首页 | 本学科首页   官方微博 | 高级检索  
   检索      


Light-independent chlorophyll biosynthesis: involvement of the chloroplast gene chlL (frxC).
Authors:J Y Suzuki and  C E Bauer
Institution:Department of Biology, Indiana University, Bloomington 47405.
Abstract:The Chlamydomonas reinhardtii chloroplast gene chlL (frxC) is shown to be involved in the light-independent conversion of protochlorophyllide to chlorophyllide. The polypeptide encoded by chlL contains a striking 53% amino acid sequence identity with the bacteriochlorophyll (bch) biosynthesis bchL gene product in the photosynthetic bacterium Rhodobacter capsulatus. In a previous analysis, we demonstrated that bchL was involved in light-independent protochlorophyllide reduction, thereby implicating chlL in light-independent protochlorophyllide reduction in photosynthetic eukaryotes. To perform a functional/mutational analysis of chlL, we utilized particle gun-mediated transformation to disrupt the structural sequence of chlL at its endogenous locus in the chloroplast genome of Chlamydomonas.
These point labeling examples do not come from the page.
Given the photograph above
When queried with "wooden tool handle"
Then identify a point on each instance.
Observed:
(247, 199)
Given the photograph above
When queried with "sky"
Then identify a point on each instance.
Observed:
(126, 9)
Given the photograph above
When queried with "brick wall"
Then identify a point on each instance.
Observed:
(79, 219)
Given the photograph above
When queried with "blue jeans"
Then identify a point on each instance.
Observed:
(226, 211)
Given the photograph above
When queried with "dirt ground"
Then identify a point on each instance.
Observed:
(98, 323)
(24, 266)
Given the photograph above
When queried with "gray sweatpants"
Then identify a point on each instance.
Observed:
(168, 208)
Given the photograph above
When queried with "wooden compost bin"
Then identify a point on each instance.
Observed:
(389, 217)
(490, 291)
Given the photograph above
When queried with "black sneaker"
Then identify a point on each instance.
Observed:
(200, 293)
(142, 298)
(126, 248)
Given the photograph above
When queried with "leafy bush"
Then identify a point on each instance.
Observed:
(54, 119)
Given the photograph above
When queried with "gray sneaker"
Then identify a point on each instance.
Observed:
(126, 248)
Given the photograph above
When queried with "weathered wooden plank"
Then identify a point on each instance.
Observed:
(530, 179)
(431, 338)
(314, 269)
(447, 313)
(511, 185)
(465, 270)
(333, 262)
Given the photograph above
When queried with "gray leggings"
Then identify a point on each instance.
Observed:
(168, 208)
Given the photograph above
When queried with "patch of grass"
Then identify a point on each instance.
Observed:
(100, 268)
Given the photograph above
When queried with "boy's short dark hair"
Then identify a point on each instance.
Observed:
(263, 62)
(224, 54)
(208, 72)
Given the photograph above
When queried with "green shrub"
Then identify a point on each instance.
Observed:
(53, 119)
Transformants for which the multicopy chloroplast genome was homoplasmic for the disrupted chlL allele exhibit a "yellow-in-the-dark" phenotype that we demonstrated to be a result of the dark accumulation of protochlorophyllide. The presence of a chlL homolog in distantly related bacteria and nonflowering land plants, which are thought to be capable of synthesizing chlorophyll in the dark, was also demonstrated by cross-hybridization analysis. In contrast, we observed no cross-hybridization of a probe of chlL to DNA samples from representative angiosperms that require light for chlorophyll synthesis, in support of our conclusion that chlL is involved in light-independent chlorophyll biosynthesis. The role of chlL in protochlorophyllide reduction as well as recent evidence that both light-independent and light-dependent protochlorophyllide reductases may be of bacterial origin are discussed.